No. 17




Priorities of Environment-friendly Public Procurements and Options for Regulative Management

18 June 2008


RiTo No. 17, 2008

  • Aare Kasemets

    Aare Kasemets

    Editor-in-Chief of Riigikogu Toimetised issues 1–3

The article focuses on the measures for implementation of the EU directives 2004/17EC and 2004/18/EC, the Public Procurement Act of the Republic of Estonia and the Estonian environment-friendly and sustainable public procurement priorities 2007-2009, the implementation of which requires that the state and local government authorities have interdisciplinary knowledge of sustainable consumption, production and public procurement options as well as leadership capability.

The article aims at giving an overview of the directions of regulative management of environment-friendly public procurements in the European Union and Green-7 member states, as well as analysing the main problems and political choices in Estonia.

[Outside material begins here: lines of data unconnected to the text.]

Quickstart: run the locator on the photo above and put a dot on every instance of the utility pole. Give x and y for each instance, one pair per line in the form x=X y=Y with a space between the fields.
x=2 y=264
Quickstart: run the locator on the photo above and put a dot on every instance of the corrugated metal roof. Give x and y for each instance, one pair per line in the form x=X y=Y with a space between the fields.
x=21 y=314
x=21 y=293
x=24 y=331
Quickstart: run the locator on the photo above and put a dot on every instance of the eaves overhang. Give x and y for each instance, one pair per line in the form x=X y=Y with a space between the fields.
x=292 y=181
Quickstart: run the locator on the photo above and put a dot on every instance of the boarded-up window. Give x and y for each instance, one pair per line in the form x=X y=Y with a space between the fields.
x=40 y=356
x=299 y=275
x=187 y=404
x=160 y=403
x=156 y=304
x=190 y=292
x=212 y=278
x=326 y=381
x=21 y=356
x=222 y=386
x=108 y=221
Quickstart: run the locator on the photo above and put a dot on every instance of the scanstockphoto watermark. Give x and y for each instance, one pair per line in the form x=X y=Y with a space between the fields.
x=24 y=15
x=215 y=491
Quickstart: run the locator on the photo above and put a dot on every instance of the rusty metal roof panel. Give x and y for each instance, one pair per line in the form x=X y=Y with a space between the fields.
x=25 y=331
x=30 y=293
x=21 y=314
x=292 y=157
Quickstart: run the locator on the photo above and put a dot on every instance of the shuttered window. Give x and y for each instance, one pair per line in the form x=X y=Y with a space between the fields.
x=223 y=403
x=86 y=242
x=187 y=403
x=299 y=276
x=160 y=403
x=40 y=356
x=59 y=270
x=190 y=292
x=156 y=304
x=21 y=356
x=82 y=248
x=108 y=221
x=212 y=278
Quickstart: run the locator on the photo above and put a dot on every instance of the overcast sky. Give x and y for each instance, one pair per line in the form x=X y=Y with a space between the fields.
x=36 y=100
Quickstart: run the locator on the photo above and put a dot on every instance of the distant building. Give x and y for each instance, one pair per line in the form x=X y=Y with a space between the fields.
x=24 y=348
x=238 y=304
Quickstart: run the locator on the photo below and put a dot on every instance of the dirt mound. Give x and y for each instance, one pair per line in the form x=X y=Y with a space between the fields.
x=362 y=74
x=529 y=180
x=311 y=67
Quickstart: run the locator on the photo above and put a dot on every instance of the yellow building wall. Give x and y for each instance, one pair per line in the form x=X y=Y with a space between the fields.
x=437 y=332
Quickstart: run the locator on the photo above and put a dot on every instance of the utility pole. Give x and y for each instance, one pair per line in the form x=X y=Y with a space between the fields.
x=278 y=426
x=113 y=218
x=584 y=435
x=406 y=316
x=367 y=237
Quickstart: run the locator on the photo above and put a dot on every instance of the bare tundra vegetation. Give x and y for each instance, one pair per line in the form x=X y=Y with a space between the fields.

Environment-friendly public procurement became a matter of Estonian domestic policy and foreign policy when Estonia regained its independence. The first step was to join the resolution of the United Nations Conference on Environment and Development (Rio de Janeiro, 1992). This involved making an agreement to consider environmental concerns in public procurements. However, for various reasons, it was not until 2004 that the matter re-emerged in the government in connection with Estonia’s accession to the European Union. In the EU, the topic of environment-friendly public procurements is integrated in economic, social and environmental policy, including the Lisbon Strategy and the European Sustainable Development Strategy.

As co-author of the national priority and activity plan (2005-07), the author of the article is convinced that environment-friendly (i.e. green, sustainable) public procurement regulations are (or could serve as) an effective tool for protecting people’s health and living environment, pursuing a sustainable policy and cutting state budget expenses. The author emphasises that consideration of the environment and health information required for implementation of the Public Procurement Act is associated with ethical, scientific, educational, political, economic, environmental, administrative and state budgetary concerns which require the corresponding competence.

In Estonia, implementation of the Public Procurement Act is co-ordinated by the Ministry of Finance, supported in the environment-friendly public procurement measures (including environment indicators of 10 product teams, procurement instructions, training, web, etc) by the Ministry of the Environment.